I’m a little shy about posting links now and want you to know I have nothing to do with Chromecast, Google, AllCast or anything else mentioned here :wink:

Have any of you found a good use for Chromecast (or does anyone even have one)?

Eeeenteresting. Do you get the sense that AllCast now works because it is Properly Allowed Technology, or is it taking advantage of a loophole and might get re-hobbled at some point?

I am hoping that Kouch “learned his lesson” and has jumped on the public SDK without going further. However, we’ve been discussing this on Twitter (we being developers and myself) and agree that you never know when the urg will be pulled out if you’re depending on someone else’s platform. One dev said “that goes double for Google. I lost months on Wave!”.
Chromecast will only be really useful when it’s relatively easy to use with almost anything. That means ubiquitous “Cast” buttons on appropriate apps and an SDK that’s stable.

Agreed a bit on the rug-pulling potential of using someone else’s platform, but frankly everything you do is on someone else’s platform unless you’re a chip designer for Intel, and you miss out on a lot of stuff if you refuse. So I wouldn’t take it too far. It does mean that it’s fairly easy for a platform provider to burn its dependents by screwing them one too many times – if you’re massive, like Google and Apple and MS, then you can afford to do this a lot because you’re massive and people can’t afford to ignore you, but it’s a salutary thing for smaller players…

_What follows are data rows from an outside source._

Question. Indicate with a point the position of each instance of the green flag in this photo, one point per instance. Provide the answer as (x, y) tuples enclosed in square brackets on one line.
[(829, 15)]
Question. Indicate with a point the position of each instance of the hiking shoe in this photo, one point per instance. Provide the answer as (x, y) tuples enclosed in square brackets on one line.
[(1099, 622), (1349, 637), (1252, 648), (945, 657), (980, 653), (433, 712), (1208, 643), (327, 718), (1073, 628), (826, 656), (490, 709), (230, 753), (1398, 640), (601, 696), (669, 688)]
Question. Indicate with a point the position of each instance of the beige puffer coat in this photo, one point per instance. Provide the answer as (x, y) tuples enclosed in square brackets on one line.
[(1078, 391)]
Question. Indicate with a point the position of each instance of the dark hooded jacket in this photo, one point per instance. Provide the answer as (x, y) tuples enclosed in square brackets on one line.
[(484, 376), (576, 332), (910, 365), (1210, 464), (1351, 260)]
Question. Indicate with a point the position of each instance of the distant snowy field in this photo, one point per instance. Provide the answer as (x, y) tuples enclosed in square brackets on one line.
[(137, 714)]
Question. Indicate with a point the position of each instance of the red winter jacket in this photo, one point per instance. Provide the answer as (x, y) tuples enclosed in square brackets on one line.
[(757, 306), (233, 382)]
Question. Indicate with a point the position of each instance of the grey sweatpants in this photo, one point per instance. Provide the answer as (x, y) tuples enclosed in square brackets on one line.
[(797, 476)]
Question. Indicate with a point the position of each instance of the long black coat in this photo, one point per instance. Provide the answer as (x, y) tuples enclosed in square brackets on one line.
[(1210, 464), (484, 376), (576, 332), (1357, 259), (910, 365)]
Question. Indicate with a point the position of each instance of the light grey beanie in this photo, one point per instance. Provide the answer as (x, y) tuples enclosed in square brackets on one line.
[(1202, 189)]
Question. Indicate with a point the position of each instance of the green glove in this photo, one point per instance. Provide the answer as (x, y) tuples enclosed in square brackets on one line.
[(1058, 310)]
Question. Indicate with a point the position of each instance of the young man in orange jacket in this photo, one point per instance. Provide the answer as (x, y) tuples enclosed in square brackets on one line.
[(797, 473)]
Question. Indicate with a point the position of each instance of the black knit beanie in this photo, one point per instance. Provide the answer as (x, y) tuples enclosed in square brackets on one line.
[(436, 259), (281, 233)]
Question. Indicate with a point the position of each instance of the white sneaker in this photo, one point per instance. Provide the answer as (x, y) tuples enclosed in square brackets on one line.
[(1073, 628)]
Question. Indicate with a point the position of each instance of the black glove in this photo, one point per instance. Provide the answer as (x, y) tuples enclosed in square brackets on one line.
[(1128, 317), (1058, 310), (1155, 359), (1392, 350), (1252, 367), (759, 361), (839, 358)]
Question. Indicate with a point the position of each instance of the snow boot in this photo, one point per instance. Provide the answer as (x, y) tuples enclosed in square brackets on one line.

No question, we drive or ride on roads, someone can decide to slap a toll on them, change the speed limit, etc. In return for Google’s conditions and a possible problem down the road, though, you get a huge leg up when you have a good idea and want to implement it quickly. One recent example of this is a Hangout app that ties Hangouts to a conference server. All they had to do to add great video support to their audio server was to make one call in the app :slight_smile:
Back to topic, pulling out of rugs, look at what Twitter did. Google’s most recent big step was the removal of the XMPP compatibility from Gtalk. I do not believe they’re worse than any large corp, though, and as I say, they provide a great platform in many of the available services.

I still do not get audio on a cast tab in chrome. The audio is fine in a youtube session, but not in a cast tab.

I found, and have seen others complain, that video stutters on a Chrome tab. I don’t recall whether I was getting any audio. I think the Chrome tab thing was really for stills anyway, to show photos to your granny and such.